Di antara kulit putih Selatan, episode pertahanan diri kulit hitam seperti itu membangkitkan ketakutan mendalam akan pemberontakan kulit hitam, menggemakan ketakutan akan pemberontakan budak sebelum Perang Saudara. Apa yang disebut "Kode Hitam" yang disahkan oleh badan legislatif di banyak negara bagian selatan setelah perang adalah salah satu upaya untuk menghilangkan ancaman yang dirasakan ini. Sementara undang-undang ini terutama dimaksudkan untuk mempertahankan tenaga kerja kulit hitam yang murah di perkebunan kulit putih, undang-undang ini juga membatasi kemampuan orang Afrika-Amerika untuk membela diri.

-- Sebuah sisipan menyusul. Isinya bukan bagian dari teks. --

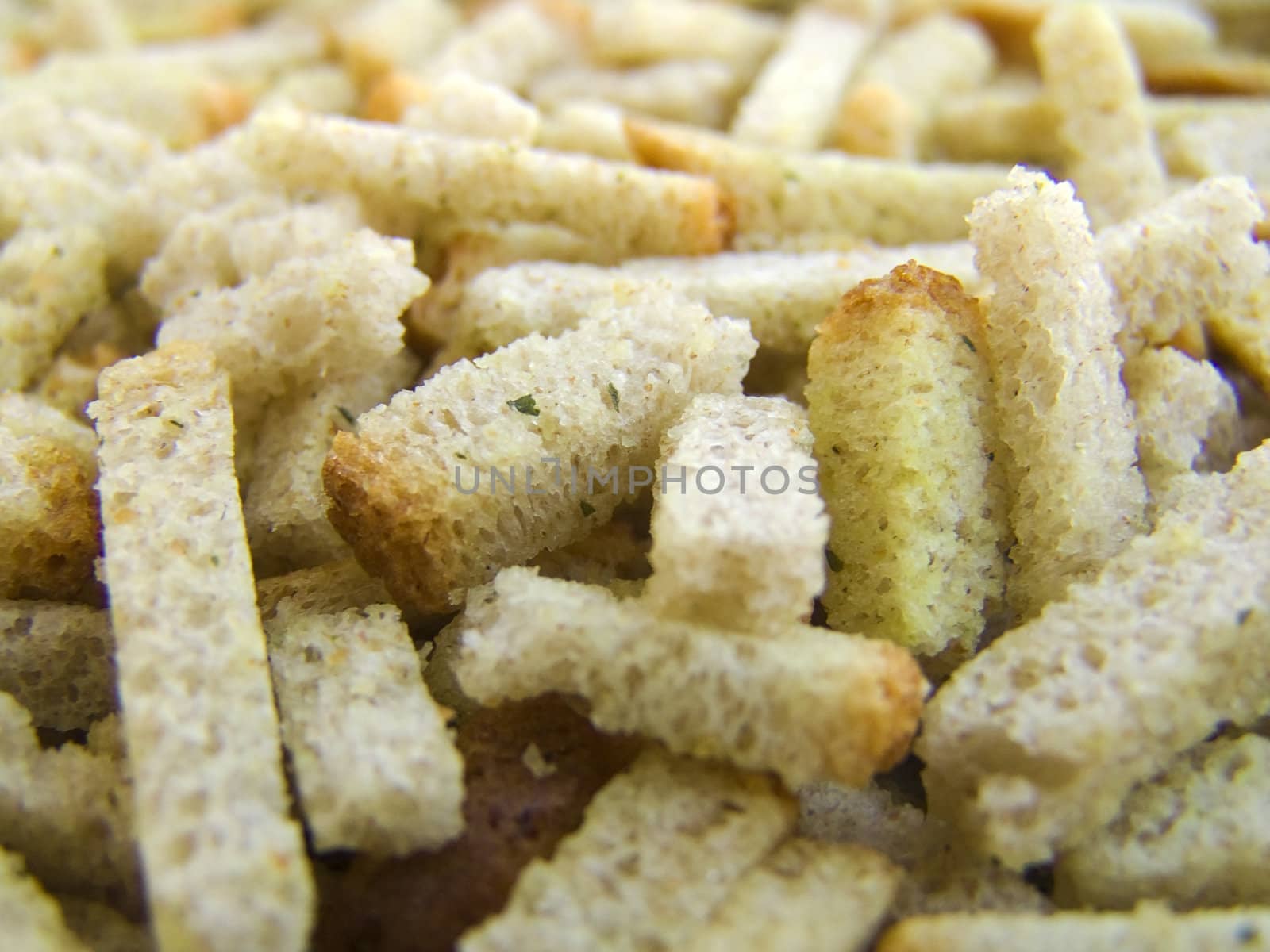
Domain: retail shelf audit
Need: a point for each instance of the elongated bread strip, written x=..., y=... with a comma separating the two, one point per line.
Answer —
x=225, y=866
x=1091, y=76
x=804, y=895
x=414, y=489
x=1149, y=928
x=804, y=702
x=59, y=662
x=32, y=920
x=1033, y=746
x=414, y=179
x=776, y=192
x=658, y=850
x=918, y=511
x=795, y=97
x=1062, y=409
x=784, y=296
x=1195, y=835
x=374, y=765
x=751, y=556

Kode Louisiana tahun 1866 melarang orang kulit hitam membawa senjata api tanpa izin tertulis dari majikan mereka. Kode Mississippi bahkan melangkah lebih jauh, sepenuhnya melarang orang kulit hitam memiliki senjata. Beberapa sarjana telah menyarankan bahwa bekas negara Konfederasi berusaha untuk mempertahankan pembatasan tersebut setelah pencabutan "kode hitam" pada tahun 1867 dengan mengesahkan undang-undang senjata tersembunyi. Namun, penerapan aturan tersebut terbukti sulit.
Karena pembatasan hukum pada kemampuan orang kulit hitam untuk memanggul senjata umumnya tidak berhasil, sebagian besar orang kulit putih Selatan terus mengandalkan kekerasan di luar hukum untuk memadamkan militansi kulit hitam. Seperti setelah pemberontakan budak, desas-desus perlawanan sering menjadi alasan yang cukup bagi warga kulit putih untuk tanpa pandang bulu menggeledah rumah-rumah Afrika-Amerika dan mengambil senjata mereka.
Terlepas dari ketakutan mantan pemilik budak bahwa para budak akan membunuh ribuan orang kulit putih begitu mereka bebas, sangat sedikit orang kulit hitam yang menuntut pembalasan.